Konkurs fotograficzny "Ja i mój moralny upadek"

Niektórzy ludzie zrobią wszystko, aby się pokazać, nabić sobie trochę "fejmu" - wiemy to już doskonale. Instagram i snapchat okazał się jednak niewystarczający, więc zrobiono wydarzenia na facebooku pod przykrywką konkursu - tam do większego audytorium dotrze zdjęcie nagiej dupy. 

Patologia - nie, to słowo jest zbyt łagodne, aby opisać notabene fenomen w ostatnim czasie jakie są wszelakie wydarzenia związane z "konkursami" fotograficznymi. Posłużyłem się cudzysłowem, gdyż te strony nie mają nic wspólnego z konkursem, No chyba, że ktoś przyjmuje nagrody w lajkach i komentarzach, to przepraszam. Gratulacje należą się autorom tych stron, pokazuje to jak ludzie bywają naiwni - wystarczy nazwać coś co kojarzy się z wygraną i rywalizacją, a niektóre jednostki dla tego faktu obedrą się ze swojej godności i szacunku do swego ciała. 

Nasza cywilizacja obecnie przypomina cesarstwo Rzymskie, gdy chyliło się ku upadkowi. Znikają wszelkie zasady na rzecz hedonizmu. Dziewczyny, które wrzucają swoje półnagie zdjęcia na te grupy powinny przeprosić szanujące się kobiety. Bo nic dziwnego, że mężczyźni, którzy z wywalonym językiem ślinią się na widok tych idiotek, potem traktują prawdziwe kobiety przedmiotowo, bez szacunku , byleby tylko "przeruchać". Ale wśród tych idiotek są oczywiście te odważne, które nie boją się fali krytyki i podpisują swoje zdjęcia "nie wstydzę się swego ciała!" lub "czekam na hejty". 

Zanim o hejtach, to należy zaznaczyć, że nie brakuje na tych grupach pospolitych zboczeńców, co widać po komentarzach, którzy tylko czekają , aby sobie zwalić konia do tych fotek. Poza tym jest taka zasada, że co się wrzuca w internet tam to zostaje na zawsze. Nie sądzę, aby któraś z tych panien miałaby robić karierę, ale załóżmy, że tak, to pracodawca nie będzie zadowolony, kiedy wyciekną te  półnagie zdjęcia z przeszłości. No i te hejty - ludzie bulwersują się tam w komentarzach, krzyczą "szanuj się dziewczyno!", spokojnie. Każdy człowiek potrzebuje prędzej czy później swojej drugiej połówki. Niestety takim osobom ciężko później zaznać prawdziwej miłości, stąd bierze się tyle rozpadów związków, rozwodów i przede wszystkim cierpienia. Czy to jest warte tych śmiesznych lajków i komentarzy?

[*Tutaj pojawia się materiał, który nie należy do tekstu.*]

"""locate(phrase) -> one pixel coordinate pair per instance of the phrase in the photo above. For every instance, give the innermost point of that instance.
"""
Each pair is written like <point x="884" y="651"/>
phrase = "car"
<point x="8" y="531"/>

Dziwię się, że jeszcze nie zablokowano takich stron jak "Konkurs fotograficzny - ja i moje pół nagie zdjęcie". To nawet nie jest śmieszne, patrząc na śmieszków, którzy wrzucają zdjęcia Jana Pawła II, ani pociągające patrząc na idiotki wrzucające zdjęcia swojego ciała. To wszystko jest konsekwencją zniknięcia tematów tabu, a także wszelakich granic. Naprawdę nie wygląda to dobrze, może i jestem zbyt konserwatywny, ale czasami jest mi wstyd, że muszę żyć w takich czasach. Cytując Charlie Chaplin'a: "Twoje nagie ciało powinno należeć tylko do tego, który zakocha się w Twojej nagiej duszy".